RE-Bench

AI Benchmarks Model Evaluation

9 min read

Updated Jun 2, 2026

Suggest edit History Talk

RawGraph

Last edited

Jun 2, 2026

Fact-checked

In review queue

Sources

8 citations

Revision

v1 · 1,842 words

Fact-checks are independent of edits: a reviewer re-verifies the article against its sources and stamps the date. How we verify

RE-Bench (short for Research Engineering Benchmark) is a benchmark for evaluating the frontier AI research-and-development capabilities of large language model agents, developed by the nonprofit METR (Model Evaluation and Threat Research). It measures how well AI agents perform on open-ended machine-learning research-engineering tasks and compares their performance directly against human experts working under matched time budgets ^[1]^[2]. RE-Bench is unusual among AI evaluations in pairing a suite of realistic, hand-built engineering environments with a large dataset of human-expert attempts, allowing a like-for-like comparison rather than a purely automated score ^[1]. The benchmark was introduced in a November 2024 paper led by Hjalmar Wijk and 22 coauthors, later published as a spotlight at the International Conference on Machine Learning (ICML) 2025 ^[1]^[3].

Overview

RE-Bench version 1 consists of seven challenging, open-ended ML research-engineering environments together with data from 71 eight-hour attempts by 61 distinct human experts ^[1]. Each environment presents an agent (or a human) with a concrete engineering goal, a basic starting solution, and a scoring function that can be evaluated repeatedly during a run. The benchmark is designed so that progress is measurable on a continuous scale rather than as a single pass or fail, which makes it possible to track partial credit and to compare how scores improve as more time is spent ^[1]^[2].

The headline finding is that the strongest AI agents tested achieved a score roughly four times higher than human experts when both were limited to a two-hour total time budget per environment, but that humans showed better returns to additional time: they narrowly exceeded the top AI agent at an eight-hour budget and reached about twice the top agent's score at a 32-hour budget ^[1]. METR frames this contrast as evidence that current frontier models are fast and capable on short, well-specified engineering problems but still fall behind skilled humans on the kind of sustained, iterative work that characterizes real research ^[2].

METR and motivation

METR is an independent nonprofit that studies whether frontier AI systems pose catastrophic risks through dangerous autonomous capabilities, and it conducts pre-deployment evaluations that feed into model system cards for several leading labs ^[2]^[4]. A recurring concern in frontier AI safety policy is the prospect that AI systems could automate large parts of AI research and development, potentially accelerating their own improvement. METR argues that despite this concern there were few realistic evaluations of AI R&D ability, and essentially none that offered a direct, calibrated comparison to human performance ^[1]^[2].

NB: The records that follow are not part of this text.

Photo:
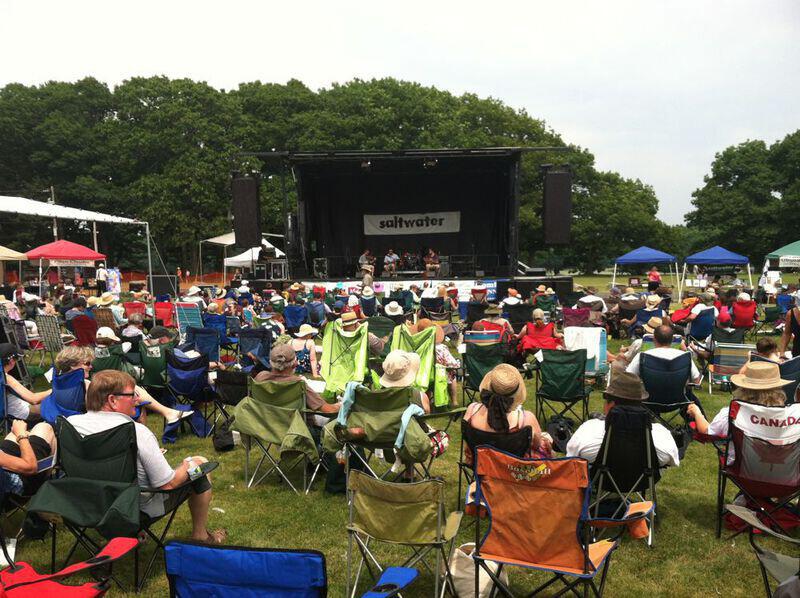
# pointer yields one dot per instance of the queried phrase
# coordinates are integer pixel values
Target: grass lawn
(687, 559)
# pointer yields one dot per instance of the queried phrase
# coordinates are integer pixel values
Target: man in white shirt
(662, 339)
(111, 401)
(625, 389)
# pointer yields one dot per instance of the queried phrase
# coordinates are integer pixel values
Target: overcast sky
(652, 88)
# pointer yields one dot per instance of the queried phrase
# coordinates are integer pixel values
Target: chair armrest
(751, 519)
(205, 468)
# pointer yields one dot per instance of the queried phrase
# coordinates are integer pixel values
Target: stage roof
(716, 256)
(645, 255)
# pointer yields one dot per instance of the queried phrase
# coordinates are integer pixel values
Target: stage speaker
(246, 210)
(557, 206)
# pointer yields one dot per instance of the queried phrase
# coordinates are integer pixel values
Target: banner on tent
(412, 224)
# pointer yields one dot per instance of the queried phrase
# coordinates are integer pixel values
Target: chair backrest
(105, 317)
(85, 329)
(50, 333)
(67, 397)
(515, 443)
(790, 370)
(417, 509)
(766, 442)
(163, 311)
(665, 379)
(563, 373)
(205, 340)
(479, 360)
(105, 456)
(199, 569)
(134, 307)
(553, 496)
(518, 315)
(294, 316)
(627, 457)
(576, 317)
(703, 325)
(188, 314)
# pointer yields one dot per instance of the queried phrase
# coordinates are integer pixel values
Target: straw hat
(626, 386)
(306, 330)
(760, 375)
(399, 369)
(393, 309)
(505, 380)
(106, 298)
(652, 324)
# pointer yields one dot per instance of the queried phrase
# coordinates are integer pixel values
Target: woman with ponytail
(502, 393)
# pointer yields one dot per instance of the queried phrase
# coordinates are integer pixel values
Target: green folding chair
(418, 521)
(272, 418)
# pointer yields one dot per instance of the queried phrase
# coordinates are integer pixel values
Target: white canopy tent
(243, 260)
(30, 207)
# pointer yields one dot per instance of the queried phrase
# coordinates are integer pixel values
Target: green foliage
(163, 150)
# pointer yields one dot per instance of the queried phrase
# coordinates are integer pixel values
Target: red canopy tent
(63, 253)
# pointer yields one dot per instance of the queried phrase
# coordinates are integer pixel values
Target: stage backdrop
(457, 204)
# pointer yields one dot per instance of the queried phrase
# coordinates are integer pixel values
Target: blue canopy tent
(716, 256)
(645, 255)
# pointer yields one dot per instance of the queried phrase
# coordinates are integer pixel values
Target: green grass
(686, 560)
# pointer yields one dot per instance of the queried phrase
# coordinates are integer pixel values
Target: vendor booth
(646, 255)
(716, 256)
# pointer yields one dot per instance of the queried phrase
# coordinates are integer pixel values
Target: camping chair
(188, 314)
(195, 569)
(419, 521)
(479, 358)
(760, 457)
(105, 317)
(516, 443)
(781, 567)
(519, 315)
(99, 491)
(560, 380)
(206, 341)
(539, 519)
(665, 381)
(272, 418)
(255, 341)
(344, 356)
(294, 316)
(67, 398)
(85, 329)
(20, 579)
(790, 370)
(164, 311)
(134, 307)
(626, 470)
(728, 359)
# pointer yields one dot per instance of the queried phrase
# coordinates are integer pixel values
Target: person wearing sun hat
(305, 350)
(626, 391)
(499, 410)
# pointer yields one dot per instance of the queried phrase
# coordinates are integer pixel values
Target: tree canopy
(163, 150)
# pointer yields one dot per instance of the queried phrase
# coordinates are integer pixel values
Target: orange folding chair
(539, 519)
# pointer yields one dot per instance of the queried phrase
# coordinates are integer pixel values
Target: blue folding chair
(67, 398)
(195, 569)
(294, 316)
(205, 340)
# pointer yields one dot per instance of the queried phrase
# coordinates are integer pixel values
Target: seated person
(538, 335)
(500, 410)
(625, 389)
(21, 402)
(20, 452)
(111, 401)
(283, 361)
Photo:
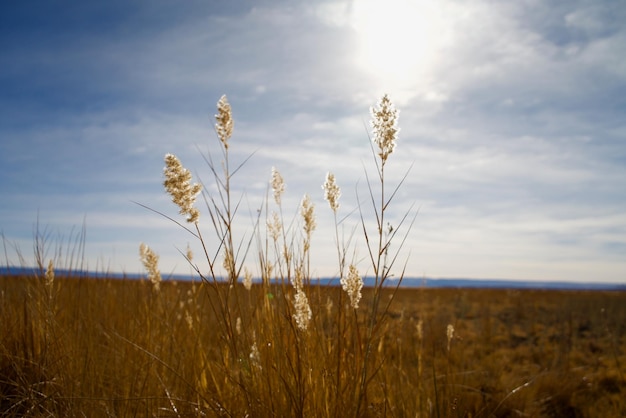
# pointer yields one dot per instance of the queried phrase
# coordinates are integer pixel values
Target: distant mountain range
(407, 282)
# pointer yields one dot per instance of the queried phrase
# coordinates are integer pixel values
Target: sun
(398, 39)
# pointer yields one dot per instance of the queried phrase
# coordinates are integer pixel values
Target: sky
(512, 121)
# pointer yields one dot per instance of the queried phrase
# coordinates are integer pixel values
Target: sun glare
(399, 39)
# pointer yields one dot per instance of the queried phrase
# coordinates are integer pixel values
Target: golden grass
(106, 347)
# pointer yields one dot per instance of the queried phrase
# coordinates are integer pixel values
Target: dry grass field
(106, 347)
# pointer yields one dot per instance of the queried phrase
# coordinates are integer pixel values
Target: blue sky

RE-Bench was built to fill that gap. Rather than testing isolated coding puzzles, the environments target the kind of applied ML engineering that researchers actually do, such as optimizing training scripts, writing custom GPU kernels, and fitting scaling laws ^[2]. This focus distinguishes RE-Bench from METR's separate line of work on how the length of tasks AI can complete grows over time (see task-completion time horizon), which measures task difficulty in terms of human time rather than research-engineering skill specifically ^[4].

The task suite

The seven RE-Bench environments each define a quantitative objective and ship with a starting solution and a stronger reference solution used to calibrate scores ^[1]. The tasks span performance optimization, model repair, experimental design, and agent scaffolding:

Environment	Goal	Scoring metric
Optimize an LLM Foundry finetuning script	Reduce the runtime of a finetuning script without changing its behavior	Log of execution time to finetune on 1000 datapoints ^[5]
Optimize a kernel	Write a custom Triton GPU kernel computing a prefix-sum of a function	Log of execution time ^[5]
Fix embedding	Recover the original webtext performance of a model whose embeddings have been permuted (corrupted)	log(loss − 1.5) on OpenWebText ^[5]
Scaling-law experiment	Predict the optimal tradeoff between hidden size and number of training steps from limited experimental data	Distance from the true optimum ^[5]
Restricted-architecture MLM	Build a text-prediction model from a limited set of PyTorch primitives, excluding division and exponentiation	log(loss − 1.5) on OpenWebText ^[5]
Finetune GPT-2 for QA with reinforcement learning	Finetune GPT-2-small into an effective question-answering chatbot using RL	Average win rate judged by a Llama-3-8B evaluator ^[5]
Build scaffolding for Rust code-contest problems	Prompt and scaffold GPT-3.5 to solve competitive-programming problems written in Rust	Fraction of held-out problems solved ^[5]

The environments were chosen to reward genuine ML expertise while remaining tractable within hours rather than weeks. One task (the kernel-optimization problem) drew custom solutions from frontier models that beat every human attempt, which METR highlighted as a sign of real engineering competence rather than memorization ^[2].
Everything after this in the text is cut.